TypeScript config (`agentv.config.ts`)

import { defineConfig } from '@agentv/core';

export default defineConfig({
  execution: {
    verbose: true,
    keepWorkspaces: false,
    otelFile: '.agentv/results/otel-{timestamp}.json',
  },
});

The {timestamp} placeholder is replaced with an ISO-like timestamp (e.g., 2026-03-05T14-30-00-000Z) at execution time.

Precedence: CLI flags > .agentv/config.yaml > agentv.config.ts > built-in defaults.

Environment Variables

AGENTV_HOME

Override the default ~/.agentv directory for all global runtime data (workspaces, git cache, subagents, trace state, version check cache):

# Linux/macOS
export AGENTV_HOME=/data/agentv

# Windows (PowerShell)
$env:AGENTV_HOME = "D:\agentv"

# Windows (CMD)
set AGENTV_HOME=D:\agentv

When set, AgentV logs Using AGENTV_HOME: <path> on startup to confirm the override is active.

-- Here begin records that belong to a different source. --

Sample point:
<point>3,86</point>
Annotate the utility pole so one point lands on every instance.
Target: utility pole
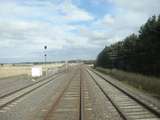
<point>45,59</point>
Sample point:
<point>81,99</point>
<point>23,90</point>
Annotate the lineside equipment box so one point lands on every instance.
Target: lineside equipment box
<point>36,71</point>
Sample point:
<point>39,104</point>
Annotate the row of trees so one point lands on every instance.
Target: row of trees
<point>136,53</point>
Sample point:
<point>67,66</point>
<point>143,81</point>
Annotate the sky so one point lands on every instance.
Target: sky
<point>71,29</point>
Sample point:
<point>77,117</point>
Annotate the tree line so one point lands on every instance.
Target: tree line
<point>136,53</point>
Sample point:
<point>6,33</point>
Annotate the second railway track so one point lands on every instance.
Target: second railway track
<point>127,106</point>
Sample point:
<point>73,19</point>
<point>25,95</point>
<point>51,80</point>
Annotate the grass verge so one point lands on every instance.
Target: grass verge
<point>142,82</point>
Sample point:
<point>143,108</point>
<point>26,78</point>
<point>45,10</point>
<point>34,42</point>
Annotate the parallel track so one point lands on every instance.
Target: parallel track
<point>128,107</point>
<point>67,104</point>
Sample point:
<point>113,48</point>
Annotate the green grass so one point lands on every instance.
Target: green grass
<point>146,83</point>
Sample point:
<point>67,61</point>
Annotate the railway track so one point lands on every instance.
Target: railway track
<point>127,106</point>
<point>19,93</point>
<point>67,105</point>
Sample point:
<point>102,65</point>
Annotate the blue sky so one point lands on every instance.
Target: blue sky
<point>72,29</point>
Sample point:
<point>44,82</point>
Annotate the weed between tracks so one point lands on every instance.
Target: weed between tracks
<point>146,83</point>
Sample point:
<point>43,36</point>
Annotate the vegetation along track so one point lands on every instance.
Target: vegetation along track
<point>128,107</point>
<point>17,94</point>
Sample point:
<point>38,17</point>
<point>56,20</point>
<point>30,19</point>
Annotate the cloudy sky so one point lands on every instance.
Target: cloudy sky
<point>72,29</point>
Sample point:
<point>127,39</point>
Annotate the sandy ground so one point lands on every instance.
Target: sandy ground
<point>9,70</point>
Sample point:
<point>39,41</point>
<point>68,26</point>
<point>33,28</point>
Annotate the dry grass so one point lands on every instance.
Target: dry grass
<point>147,83</point>
<point>9,70</point>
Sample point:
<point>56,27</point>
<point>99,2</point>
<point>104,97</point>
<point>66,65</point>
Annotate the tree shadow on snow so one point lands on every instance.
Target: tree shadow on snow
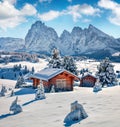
<point>29,102</point>
<point>24,91</point>
<point>68,124</point>
<point>7,115</point>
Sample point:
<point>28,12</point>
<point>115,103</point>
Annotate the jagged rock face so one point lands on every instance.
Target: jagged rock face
<point>11,44</point>
<point>91,40</point>
<point>40,38</point>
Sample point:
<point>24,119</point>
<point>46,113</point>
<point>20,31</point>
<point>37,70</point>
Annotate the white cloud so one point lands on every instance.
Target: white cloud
<point>76,11</point>
<point>49,15</point>
<point>114,7</point>
<point>11,17</point>
<point>28,10</point>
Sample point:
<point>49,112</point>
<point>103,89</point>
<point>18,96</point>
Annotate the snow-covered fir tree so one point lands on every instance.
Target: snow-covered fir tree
<point>33,70</point>
<point>69,64</point>
<point>20,81</point>
<point>106,74</point>
<point>40,93</point>
<point>97,87</point>
<point>55,61</point>
<point>15,108</point>
<point>77,113</point>
<point>52,89</point>
<point>3,91</point>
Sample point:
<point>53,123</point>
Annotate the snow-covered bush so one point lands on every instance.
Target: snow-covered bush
<point>97,87</point>
<point>77,113</point>
<point>15,108</point>
<point>40,94</point>
<point>106,73</point>
<point>3,91</point>
<point>52,89</point>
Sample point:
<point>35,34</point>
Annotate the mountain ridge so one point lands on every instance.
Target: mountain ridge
<point>42,39</point>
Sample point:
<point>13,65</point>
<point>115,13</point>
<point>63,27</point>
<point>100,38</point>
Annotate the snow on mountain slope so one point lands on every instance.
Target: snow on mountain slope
<point>41,38</point>
<point>102,108</point>
<point>11,44</point>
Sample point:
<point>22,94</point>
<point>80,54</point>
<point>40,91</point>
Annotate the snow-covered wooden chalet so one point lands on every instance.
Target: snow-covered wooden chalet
<point>60,78</point>
<point>88,80</point>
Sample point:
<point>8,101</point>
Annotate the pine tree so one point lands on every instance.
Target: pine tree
<point>12,93</point>
<point>55,61</point>
<point>3,91</point>
<point>15,108</point>
<point>69,64</point>
<point>20,81</point>
<point>77,113</point>
<point>40,94</point>
<point>106,74</point>
<point>97,87</point>
<point>52,89</point>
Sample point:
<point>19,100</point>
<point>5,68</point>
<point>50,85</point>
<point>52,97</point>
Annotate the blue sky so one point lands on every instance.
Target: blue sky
<point>17,16</point>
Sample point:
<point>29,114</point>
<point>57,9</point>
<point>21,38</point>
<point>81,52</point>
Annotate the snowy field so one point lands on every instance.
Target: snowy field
<point>103,108</point>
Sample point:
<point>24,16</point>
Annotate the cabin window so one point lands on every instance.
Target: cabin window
<point>61,84</point>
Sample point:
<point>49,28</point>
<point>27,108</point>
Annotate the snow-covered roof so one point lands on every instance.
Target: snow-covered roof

If you use a custom AGENTV_HOME on Windows for large monorepo workspaces, enable long path support:

git config --system core.longpaths true

Or set the registry key: HKLM\SYSTEM\CurrentControlSet\Control\FileSystem\LongPathsEnabled = 1

All Options

Run agentv eval --help for the full list of options including workers, timeouts, output formats, and trace dumping.